IMAGINE if you woke up tomorrow and found that you were unable to keep any of your thoughts to yourself. Imagine also that your response to any question was the absolute truth, as you knew it.

“I don’t tell any lies anyway,” you may protest. Oh, but you do – I promise.

What sort of a day would you have if you were unable to stop yourself from blurting out all those little thoughts and feelings which you keep to yourself or confide only to a loved one or close friend?

By the end of those colourful 24 hours, the landscape of your professional and social relationships would look very different indeed. And if you still think you don’t tell any lies, then just think a little harder.

Picture the scene – your colleague walks in to the office with a new hairstyle: “Ooh, you’ve got a new look.”

“Yes, I was sick of the same old style so I thought I would go for something a bit different.”
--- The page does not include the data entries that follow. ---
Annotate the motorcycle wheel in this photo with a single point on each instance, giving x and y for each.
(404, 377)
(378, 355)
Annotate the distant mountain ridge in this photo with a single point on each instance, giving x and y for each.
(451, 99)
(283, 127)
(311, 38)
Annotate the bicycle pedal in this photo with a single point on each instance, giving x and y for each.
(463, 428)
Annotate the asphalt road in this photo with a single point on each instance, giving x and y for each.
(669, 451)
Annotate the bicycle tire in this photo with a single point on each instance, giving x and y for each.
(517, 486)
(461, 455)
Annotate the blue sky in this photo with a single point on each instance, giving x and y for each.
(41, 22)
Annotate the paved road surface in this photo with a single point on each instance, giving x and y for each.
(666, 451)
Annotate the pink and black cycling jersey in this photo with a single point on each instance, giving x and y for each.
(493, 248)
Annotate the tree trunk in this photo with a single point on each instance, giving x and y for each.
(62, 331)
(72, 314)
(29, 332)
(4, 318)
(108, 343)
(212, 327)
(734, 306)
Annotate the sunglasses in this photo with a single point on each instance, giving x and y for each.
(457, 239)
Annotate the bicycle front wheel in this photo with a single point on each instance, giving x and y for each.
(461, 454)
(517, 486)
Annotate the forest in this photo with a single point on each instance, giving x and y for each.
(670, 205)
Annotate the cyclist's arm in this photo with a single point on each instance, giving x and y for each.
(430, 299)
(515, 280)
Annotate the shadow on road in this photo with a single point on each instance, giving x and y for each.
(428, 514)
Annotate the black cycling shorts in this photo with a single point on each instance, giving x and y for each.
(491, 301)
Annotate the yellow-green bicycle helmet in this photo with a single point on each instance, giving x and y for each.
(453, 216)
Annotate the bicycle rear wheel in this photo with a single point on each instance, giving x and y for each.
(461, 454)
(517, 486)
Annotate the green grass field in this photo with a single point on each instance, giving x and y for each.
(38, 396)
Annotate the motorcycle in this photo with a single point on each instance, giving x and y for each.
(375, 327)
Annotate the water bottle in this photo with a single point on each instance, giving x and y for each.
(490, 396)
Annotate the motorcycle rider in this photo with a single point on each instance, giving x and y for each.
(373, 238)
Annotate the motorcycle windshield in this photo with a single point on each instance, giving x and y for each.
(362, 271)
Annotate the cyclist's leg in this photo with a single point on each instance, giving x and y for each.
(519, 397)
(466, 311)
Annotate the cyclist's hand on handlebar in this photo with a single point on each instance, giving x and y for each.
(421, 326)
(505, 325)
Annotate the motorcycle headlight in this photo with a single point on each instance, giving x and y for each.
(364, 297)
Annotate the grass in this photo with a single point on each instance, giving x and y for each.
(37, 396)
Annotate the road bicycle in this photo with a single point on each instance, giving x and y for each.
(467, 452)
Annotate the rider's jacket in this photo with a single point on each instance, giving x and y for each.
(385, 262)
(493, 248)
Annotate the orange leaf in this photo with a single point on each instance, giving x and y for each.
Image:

“I wouldn’t have bothered if I were you, it’s put ten years on you. Now can you go away, I’m busy.”

Later that same day your boss asks how you are. Normally such an exchange would involve some brief pleasantries or chit-chat before you both went back about your business.

But what if your response wasn’t a simple “fine thank you, and you?” What if you said: “Actually, I’m a bit rough today. I was out last night and went mad on the tequilas in a Mexican-themed bar. Don’t bother giving me too much to do because I’m probably going to sneak home at lunchtime then phone in sick.”

There are hundreds of examples every day.

“Does my bum look big in this?”

“Yes, dear, it looks even bigger, if that’s possible.”

We keep all these things to ourselves, because if we didn’t, our lives would eventually collapse. Jobs and friends would be lost, wives and husbands would be at war, and we could even maybe expect a box on the ears.

It’s called diplomacy – it’s a skill unique to (most) humans and it means that hundreds of times a day, we keep some of our thoughts to ourselves or tell a few little fibs so as not to hurt other’s feelings or to keep ourselves out of bother.

What would really make us furious is if someone had access to all our innermost thoughts and secrets then went around telling the whole world.

So why is it OK for a website to reveal all the innermost dealings of the American Government’s comings and goings?

As a journalist I am, of course, all for unearthing corruption and wrongdoing in politics in the public interest. This is why I feel uneasy about the continuing releases of American diplomatic wires by the WikiLeaks website. These releases have not produced another Watergate or MP expenses scandal – what they have done is expose the thoughts of some the most powerful countries in the world.

For example, we know now that some Americans think Prince Andrew is a “boorish, bungling freeloader”. Hilarious, I agree.

We also know now that China, for decades the only ally of North Korea, is thinking of washing its hands of its neighbour, secretly describing it as a “spoilt child”.

How has this knowledge, exposed by WikiLeaks, enriched any of our lives? Tensions on the Korean Peninsula are higher than ever, so what happens now if North Korea’s increasingly unhinged leadership feels so isolated and threatened it decides to launch a few nuclear missiles at the South? China may once have had the influence to stop such a reckless act, but what now?

America has been accused of censorship and attempting to block free speech, but those diplomatic leaks were revealed by a disgruntled employee and were never meant for public viewing .The kind of conversations exposed by WikiLeaks, between national governments, go on every day and help to keep the world running as smoothly as it can.

These short-sighted and reckless leaks may unfortunately serve only to make governments a little more guarded in future – a little more reluctant to share their thoughts or to work closely with their neighbours in case those confidential views or thoughts end up plastered across the web. How does that help anyone?